Detection of linezolid and vancomycin resistant Enterococcus strains isolated from avian cecum in Tunisia
Ben Yahia Houssem1,2, Abdellaoui Chaima1, Sara García-Vela3,4, Gharsa Haythem1,2, Ben Sallem Rym1,2, Carmen Torres3, Ben Slama Karim1,2
1 Institut Supérieur des Sciences Biologiques Appliquées de Tunis, Université de Tunis El Manar, 2092 Tunis, Tunisie
2 Laboratoire des Microorganismes et Biomolécules Actives, Faculté des Sciences de Tunis, Université Tunis El Manar, 2092 Tunis, Tunisie
3 Area de Bioquímica y Biología Molecular, Universidad de La Rioja, 26006 Logroño, Spain
4 Food Science Department, Laval University, Quebec, Canada
Background: Enterococcus has become a potentially high risk zoonotic opportunistic pathogen that can cause critical public health problems. The ability of these bacteria to acquire antibiotic resistance genes poses a major global threat. The aim of this investigation was to detect and characterize vancomycin and linezolid resistance acquired by enterococci isolated from avian cecum samples in Tunisia.

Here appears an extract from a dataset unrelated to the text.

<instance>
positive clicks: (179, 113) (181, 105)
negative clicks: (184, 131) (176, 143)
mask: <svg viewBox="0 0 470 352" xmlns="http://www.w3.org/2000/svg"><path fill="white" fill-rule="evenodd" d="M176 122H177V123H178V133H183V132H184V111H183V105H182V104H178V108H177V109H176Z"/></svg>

Materials/Methods: Cæcum chicken samples (n=294) were collected from 49 different Tunisian farms during December 2019 to March 2020. Six caeca per each farm were collected and then mixed in sterile spittoons, constituting a composite sample. More than one colony per sample was taken. A total of 167 isolates were recovered on Slanetz– Bartley agar supplemented or not with vancomycin. All the isolates were identified by MALDI-TOF. Phenotypic antimicrobial susceptibility testing, resistance genotyping and molecular typing by pulsed-field gel electrophoresis (PFGE) were performed.
Results: The identification results showed the predominance E. faecium (n=112), followed by E. faecalis (n=34), E. durans (n=08), E. hirae (n=10), E. gallinarum (n=2) and E. avium (n=1). Linezolid-resistance was detected in 5 Enterococcus isolates. After PCR and sequencing, our results showed that 4 E. faecalis harbored the optrA gene and one E. faecium harbored the poxtA gene. Acquired-vancomycin-resistance was detected in 2 E. faecalis isolates. This resistance was mediated by the vanA gene. High rates of resistance to tetracycline, erythromycin and chloramphenicol were also observed. After molecular characterization of the collected Enterococcus isolates, our results highlighted that the tet(M), tet(L), erm(B), msr and fexA genes were detected in most tetracycline, erythromycin and chloramphenicol resistant enterococci. The molecular typing of linezolid- and vancomycin-resistant isolates, performed by PFGE, showed a high genetic diversity.
Conclusion: This investigation provides insights that avian sector can be a reservoir of vancomycin and linezolid resistant enterococci and could be a potential vector of MDR enterococci transmission. Consequently, the implementation of specific control systems in regional and national surveillance of antibiotic resistant bacteria is becoming mandatory.